Habría que hacer notar que Kuznets, Klein y Beltrán del Río tuvieron en común una larga asociación con la Universidad de Pennsylvania. Kuznets (1901-1985) fue profesor en Pennsylvania de 1931 a 1954. Klein (1920-2013) fue profesor a partir de 1958 hasta su jubilación y fue el fundador de WEFA, que nació en la misma Universidad. Beltrán del Río (1930-2010) obtuvo su doctorado de Pennsylvania y trabajó en WEFA prácticamente toda su vida posterior.
Fueron varios acontecimientos que cambiaron para siempre el rumbo de la profesión de las proyecciones económicas. Hasta fines de los ochenta, las proyecciones eran anuales, ya que el INEGI todavía no había desarrollado cuentas nacionales trimestrales y escaseaban los indicadores mensuales de coyuntura. Sin embargo, la información de alta frecuencia empezó a florecer a partir de los noventa y de allí la posibilidad de analizar más a fondo la marcha de la economía en el corto plazo.
Lo segundo fue la introducción (a principios de los ochenta) y después el uso más intensivo (a principios de los noventa) de las computadoras personales. Anteriormente, se necesita una computadora central para explotar los modelos macroeconométricos de gran escala. Sin embargo, las PC’s democratizaron el desarrollo de modelos para proyectar la economía, lo que abrió el paso para modelos más pequeños y con metodologías alternas. De hecho, con el tiempo desaparecieron los de gran escala, que utilizaban las cuentas nacionales como el punto neurológico y consistían en cientos de ecuaciones que replicaban el comportamiento estructural de la economía. En su lugar ahora predominan modelos econométricos pequeños que utilizan técnicas estadísticas sofisticadas, pero que a su interior son como “cajas negras”. Finalmente, el hecho de que ahora cualquier economista puede desarrollar proyecciones en una computadora personal dio pie a la desaparición de las grandes empresas como WEFA y CIEMEX.
Puede ser que los modelos macroeconométricos de gran escala eran demasiado elaborados. Contenía cientos de ecuaciones para proyectar muchas variables de poca utilidad. Sin embargo, su encanto era que siempre nos decía los porqués. Si el PIB subía, la inflación bajaba o el consumo se mantenía, se podía analizar cada ecuación que relacionaba una variable con otra para obtener respuestas y así armar una historia. Sus fortalezas eran la consistencia y la lógica económica. Los que manejaban estos modelos llegaban realmente a entender las relaciones multifuncionales de todas las variables de la economía.
En lo particular, extraño estos modelos y encuentro la profesión de proyectar la economía mucho menos divertida que antes.

El Crecimiento de 2014

febrero 24th, 2015 | Posted by Jonathan Heath in Arena Publica - (Comentarios desactivados en El Crecimiento de 2014)

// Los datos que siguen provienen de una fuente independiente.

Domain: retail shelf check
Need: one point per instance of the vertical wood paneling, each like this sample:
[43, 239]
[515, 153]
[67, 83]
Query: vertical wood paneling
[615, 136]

El INEGI anunció que el crecimiento económico de 2014 fue 2.1 por ciento, el número esperado por todos. En esta ocasión ya no hubo sorpresas, pues era muy difícil que el mes que faltara para completar el año fuera lo suficientemente malo para que las matemáticas dieran una tasa menor, o bien, que sorprendiera mucho al alza para alcanzar 2.2 por ciento. Lo único que hubiera podido haber sucedido es que el INEGI incorporara información nueva en los periodos anteriores (previamente reportados), de tal manera en que las tasas de los primeros tres trimestres resultaran diferentes. Sin embargo, no fue el caso ya que las cifras anteriores sufrieron solo modificaciones marginales.

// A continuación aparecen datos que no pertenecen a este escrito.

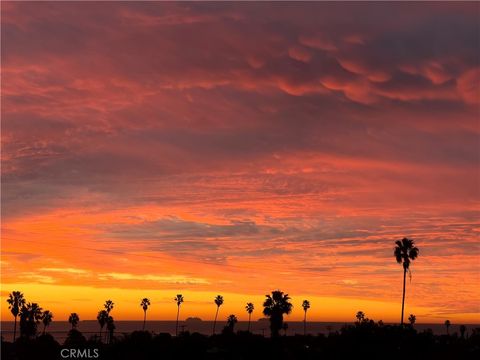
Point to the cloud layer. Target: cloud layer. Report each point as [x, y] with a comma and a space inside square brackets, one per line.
[243, 147]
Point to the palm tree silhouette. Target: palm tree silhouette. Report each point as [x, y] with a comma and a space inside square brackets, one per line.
[15, 302]
[73, 319]
[306, 306]
[102, 318]
[404, 253]
[108, 306]
[360, 317]
[179, 300]
[145, 304]
[218, 301]
[412, 318]
[275, 306]
[249, 307]
[47, 318]
[447, 324]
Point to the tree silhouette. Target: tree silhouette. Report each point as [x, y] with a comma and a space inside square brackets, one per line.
[249, 308]
[47, 318]
[145, 304]
[275, 306]
[102, 318]
[218, 301]
[447, 324]
[30, 316]
[73, 319]
[15, 302]
[108, 306]
[360, 317]
[179, 300]
[405, 252]
[305, 306]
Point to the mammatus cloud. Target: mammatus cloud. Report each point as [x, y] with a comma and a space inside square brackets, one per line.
[241, 147]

Así terminamos el año creciendo 0.3, 1.0, 0.5 y 0.7 por ciento, respectivamente, para cada uno de los cuatro trimestres del año. Crecimos más que Estados Unidos en el primer y último trimestre del año y menos en el segundo y tercero, pero en el año en su conjunto nuestras vecinos terminaron con una tasa (2.4 por ciento) mejor que nosotros. Estados Unidos empezó el año muy mal con una caída de -2.1 por ciento en el primer trimestre, a raíz de condiciones climatológicas adversas. Sin embargo, se repuso su economía y terminaron relativamente bien. Su desempeño favorable ayudo a impulsar nuestras exportaciones no petroleras, que de nuevo terminaron el año como nuestro principal motor de crecimiento.

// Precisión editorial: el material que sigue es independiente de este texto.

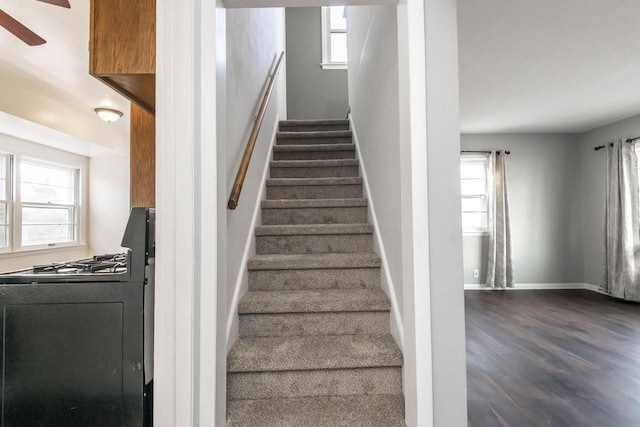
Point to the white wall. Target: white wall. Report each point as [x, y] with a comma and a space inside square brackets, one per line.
[312, 92]
[373, 63]
[592, 200]
[28, 104]
[28, 115]
[543, 172]
[108, 202]
[255, 38]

De nuevo, fue un año mediocre que no solo desilusionó a la población en general, sino que puso en evidencia la dificultad de anticipar el rumbo de la economía. Ya nos pasó en 2013, cuando el consenso para el crecimiento a principios de año era alrededor de 3.5 por ciento y solo logramos crecer 1.4 por ciento. Para 2014 habíamos pensado que el crecimiento podría estar cerca de cuatro por ciento, cuando la realidad nos dijo que no, solamente 2.1 por ciento. Por segundo año consecutivo, la tasa de crecimiento resultó ser alrededor de dos puntos porcentuales menores a lo previsto, un margen demasiado amplio.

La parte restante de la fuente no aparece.